He rattles off places, dates, and statistics like it was yesterday and not 10 years ago. His passion for the game is only overshadowed by his enthusiasm. Known simply as ‘number 10’, Melvin Monrose is not your average football player, or soccer depending on which side of the equator one calls home. The 24- year-old from Canaries, St. Lucia has been a fan of the game almost from birth.
“Some of my earliest memories are of my grandfather, aunt and mother taking me to matches in the community,” he said. He explained that football was a way to get residents to bond.
“It was the one place where everybody had the same status,” he said. “No rich or poor, everyone was a family for 90 minutes”
His father, and those before him, grew up playing competitive football. So he fell in love with it early. Most afternoons were spent playing with classmates, instead of going home after school. He wore out several pairs of shoes per school year.
Monrose finally started playing competitively at age 10. His first position was that of goalkeeper. It was not his forte, but love of the game was paramount. Their first inter-school competition ended in a heartbreaking loss, which still haunts Monrose to this day.
“You train so hard to reach the championship game. To go from having one hand on the trophy to losing it all in a few minutes is a tough pill to swallow,” he said.
He didn’t suffer many more athletic defeats. Upon entering secondary school, he tried out for the team but was not confident of being picked. Luckily his coach had vision and positioned him as an attacking midfield due to his uncanny ability see the whole field during play, his dribbling skills, and smart ball distribution.

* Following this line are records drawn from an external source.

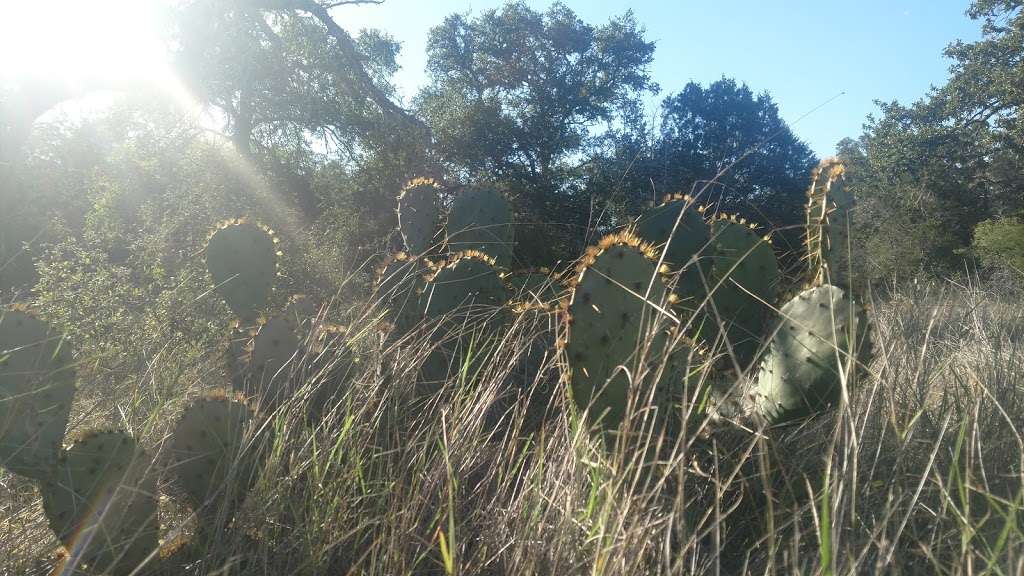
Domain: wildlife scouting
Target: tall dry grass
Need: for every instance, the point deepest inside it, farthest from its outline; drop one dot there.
(494, 471)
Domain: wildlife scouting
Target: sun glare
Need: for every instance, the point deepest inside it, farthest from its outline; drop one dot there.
(88, 45)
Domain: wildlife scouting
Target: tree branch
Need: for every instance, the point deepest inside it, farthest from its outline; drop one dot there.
(348, 51)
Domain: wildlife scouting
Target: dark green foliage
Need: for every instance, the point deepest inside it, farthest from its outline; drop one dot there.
(243, 260)
(816, 348)
(101, 503)
(515, 95)
(721, 144)
(419, 215)
(1000, 242)
(37, 386)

He would only score two goals during his school career but his assists were abundant. This led to him being named to both the junior and senior squads.
He played most effectively as a member of his community football team, Canaries United.
Monrose played forward and turned out to be a prolific scorer. In the 15 and under National Tournament, he scored a blistering 30 goals in 15 games.
He followed that up by scoring 23 goals in 18 games in a subsequent tournament. The accolades poured in: Junior “Footballer” of the Year, National Player of the Year, and Most Disciplined.
During his downtime from that squad, he played for Sandals Roadblock, where he was a top scorer in the senior tournament and led them to three straight titles. He was only 16.
Needing a challenge, he joined SYO, a mediocre Soufriere squad, which also happened to be a bitter rival to his home squad. It was an homage to his father, who was born in the little town, but who had pledged his unwavering support to his son despite his choice to play for an opposing team.
“Many times I played against my father’s community where he was well known for his talents but he still pledged his full support to me and my team.”
During the years, Monrose gained a legion of fans, especially young boys who tried to imitate his moves. To give back to the communities who had given him so much, he often held coaching clinics to help young athletes develop their own skills.
Over the summer, he met a young man named Rasheed, who was so enamored with his style of play that he wears one of Monrose’s actual playing jerseys for inspiration.
Monrose was so touched by this gesture, that he invited him on several outings in addition to giving him boots, socks, and a coveted Ronaldinho jersey, a favorite of both young men.
Today, Monrose is a senior student at Grambling State University, majoring in accounting and economics. He said that football taught him to analyze his mistakes and look forward to the future.
“You learn to critique yourself in order to become a better individual. Dealing with all these different attitudes prepares you to deal with the world.”
He recently played a pivotal role in starting the GSU Men’s Soccer Club, and plays semi professionally during summer breaks.
While he has given up his dream of playing professionally, he hopes to one day have an academy, where he can train future stars. That may turn out to be his greatest assist of all.